Throughout the war, charges of cowardice were made against
black soldiers. Chase saw first-hand that the white officers
assigned to black units were substandard, and believed that
the real issue was poor leadership. (In the 1990s, Medals
of Honor were awarded to seven black soldiers who served
in the units that had been so harshly criticized during
the war.) He knew that, in the future, it would be necessary
to include well-trained black officers in the officer corp.
By the time the war ended, Chase was motivated by a fury
that only a man of his intelligence could focus and control.

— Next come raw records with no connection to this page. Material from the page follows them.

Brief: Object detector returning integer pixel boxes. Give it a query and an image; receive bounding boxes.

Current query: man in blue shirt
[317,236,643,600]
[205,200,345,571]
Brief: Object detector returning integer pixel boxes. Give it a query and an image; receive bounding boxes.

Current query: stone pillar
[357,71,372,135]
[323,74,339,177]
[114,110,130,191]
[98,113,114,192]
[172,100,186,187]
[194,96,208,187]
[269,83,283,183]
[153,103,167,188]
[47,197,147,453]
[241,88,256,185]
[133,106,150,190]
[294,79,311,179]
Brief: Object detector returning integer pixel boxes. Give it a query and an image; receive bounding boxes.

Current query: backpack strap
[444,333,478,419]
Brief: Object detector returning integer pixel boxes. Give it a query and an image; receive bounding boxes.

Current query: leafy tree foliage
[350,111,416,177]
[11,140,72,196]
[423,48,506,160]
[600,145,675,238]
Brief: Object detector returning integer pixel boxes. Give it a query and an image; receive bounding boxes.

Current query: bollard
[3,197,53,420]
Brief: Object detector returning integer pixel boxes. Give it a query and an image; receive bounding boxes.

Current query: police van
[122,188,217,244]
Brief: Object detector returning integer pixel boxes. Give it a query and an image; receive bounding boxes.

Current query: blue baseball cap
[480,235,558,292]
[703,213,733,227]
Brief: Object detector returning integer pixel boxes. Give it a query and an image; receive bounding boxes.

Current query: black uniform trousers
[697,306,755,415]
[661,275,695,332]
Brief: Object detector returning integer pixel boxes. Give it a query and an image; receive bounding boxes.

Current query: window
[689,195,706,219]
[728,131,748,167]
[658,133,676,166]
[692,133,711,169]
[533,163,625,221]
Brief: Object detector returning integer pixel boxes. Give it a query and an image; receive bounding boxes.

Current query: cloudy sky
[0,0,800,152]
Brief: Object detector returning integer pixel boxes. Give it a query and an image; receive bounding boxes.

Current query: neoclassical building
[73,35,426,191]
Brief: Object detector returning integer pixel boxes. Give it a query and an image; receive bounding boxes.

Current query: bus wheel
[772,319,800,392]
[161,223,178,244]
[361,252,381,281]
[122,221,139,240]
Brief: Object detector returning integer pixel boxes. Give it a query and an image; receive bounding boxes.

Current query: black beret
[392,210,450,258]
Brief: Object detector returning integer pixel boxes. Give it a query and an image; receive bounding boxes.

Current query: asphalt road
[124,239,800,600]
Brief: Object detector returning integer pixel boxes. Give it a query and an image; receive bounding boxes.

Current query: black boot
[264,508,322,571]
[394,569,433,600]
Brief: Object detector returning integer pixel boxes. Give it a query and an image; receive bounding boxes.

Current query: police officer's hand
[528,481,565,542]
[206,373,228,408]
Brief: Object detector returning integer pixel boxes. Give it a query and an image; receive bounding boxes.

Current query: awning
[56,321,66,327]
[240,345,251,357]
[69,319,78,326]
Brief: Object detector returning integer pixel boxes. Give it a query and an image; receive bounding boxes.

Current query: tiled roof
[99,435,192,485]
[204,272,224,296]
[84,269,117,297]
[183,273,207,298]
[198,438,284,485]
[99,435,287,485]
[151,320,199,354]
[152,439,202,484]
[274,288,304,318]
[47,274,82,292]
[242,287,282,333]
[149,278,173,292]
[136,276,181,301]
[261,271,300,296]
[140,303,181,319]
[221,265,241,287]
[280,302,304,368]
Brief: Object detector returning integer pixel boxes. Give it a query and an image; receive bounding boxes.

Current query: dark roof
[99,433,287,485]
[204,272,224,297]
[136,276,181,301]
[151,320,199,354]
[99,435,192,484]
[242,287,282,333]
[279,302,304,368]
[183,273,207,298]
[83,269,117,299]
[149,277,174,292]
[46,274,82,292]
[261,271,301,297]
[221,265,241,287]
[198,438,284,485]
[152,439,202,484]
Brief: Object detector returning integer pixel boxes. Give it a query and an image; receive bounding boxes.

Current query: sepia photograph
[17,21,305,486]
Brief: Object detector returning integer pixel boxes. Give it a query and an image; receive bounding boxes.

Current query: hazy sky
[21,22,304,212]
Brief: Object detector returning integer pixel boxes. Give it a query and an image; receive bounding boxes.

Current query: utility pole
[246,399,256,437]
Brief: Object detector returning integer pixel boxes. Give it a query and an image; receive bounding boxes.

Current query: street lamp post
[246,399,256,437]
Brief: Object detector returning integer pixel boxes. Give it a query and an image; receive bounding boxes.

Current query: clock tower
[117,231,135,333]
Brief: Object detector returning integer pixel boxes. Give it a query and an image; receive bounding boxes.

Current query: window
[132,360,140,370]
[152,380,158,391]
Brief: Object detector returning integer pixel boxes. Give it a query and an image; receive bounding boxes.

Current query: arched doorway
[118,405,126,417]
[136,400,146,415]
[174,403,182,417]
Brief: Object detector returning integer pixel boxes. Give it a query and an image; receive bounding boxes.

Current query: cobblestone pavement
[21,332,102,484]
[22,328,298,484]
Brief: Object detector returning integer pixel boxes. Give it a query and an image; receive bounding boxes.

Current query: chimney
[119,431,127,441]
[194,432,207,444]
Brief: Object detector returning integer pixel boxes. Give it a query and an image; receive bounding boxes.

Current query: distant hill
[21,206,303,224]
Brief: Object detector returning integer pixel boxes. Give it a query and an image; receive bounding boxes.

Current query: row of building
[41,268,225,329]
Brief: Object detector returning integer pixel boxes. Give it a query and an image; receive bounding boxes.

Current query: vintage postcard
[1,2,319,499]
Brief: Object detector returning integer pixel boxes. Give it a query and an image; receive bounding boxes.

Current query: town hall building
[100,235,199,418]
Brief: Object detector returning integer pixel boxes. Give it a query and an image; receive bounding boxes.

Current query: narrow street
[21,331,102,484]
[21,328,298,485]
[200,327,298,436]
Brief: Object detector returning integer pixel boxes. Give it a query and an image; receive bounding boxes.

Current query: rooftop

His fiery attitude angered many white officers, and he was
forced to defend himself against charges that were intended
to ruin his career.
In 1950, the Korean War erupted. Though the Truman administration
had issued an executive order to integrate the armed services,
a few segregated units still remained, and Chase was assigned
to one of the last all-black fighting battalions. General
Julius Becton was among his young officers. Stories of Chase’s
efforts to toughen the battalion for war are near-legendary,
suggesting that he meant to drive them to the very brink
of sanity to test their mettle. Though not everyone approved
of his means, Chase achieved his goal and produced a tough
fighting unit.
Just
before the battalion set off for Korea, Chase – who
was nearing fifty years old, and was perhaps past his fighting
prime – was reassigned to Prairie View A&M University
in Waller County, Texas, where he would be the head of the
ROTC program. Chase was not a happy man when he arrived,
and he was feared by everyone at the university –
students, faculty and administration. By the time he left
the university four years later, Prairie View had developed
a tradition of producing well-equipped black officers –
some of whom gave their lives in Korea.
Chase served for several years as the Professor of Military
Science and Tactics at Howard University, before he passed
away in 1983. By then, most of his infamous exploits, manner
and accomplishments had been forgotten by most of the world.
But his former cadets and soldiers remember well how he
trained them - like a force of nature - and they count themselves
lucky to have been shaped by such a leader.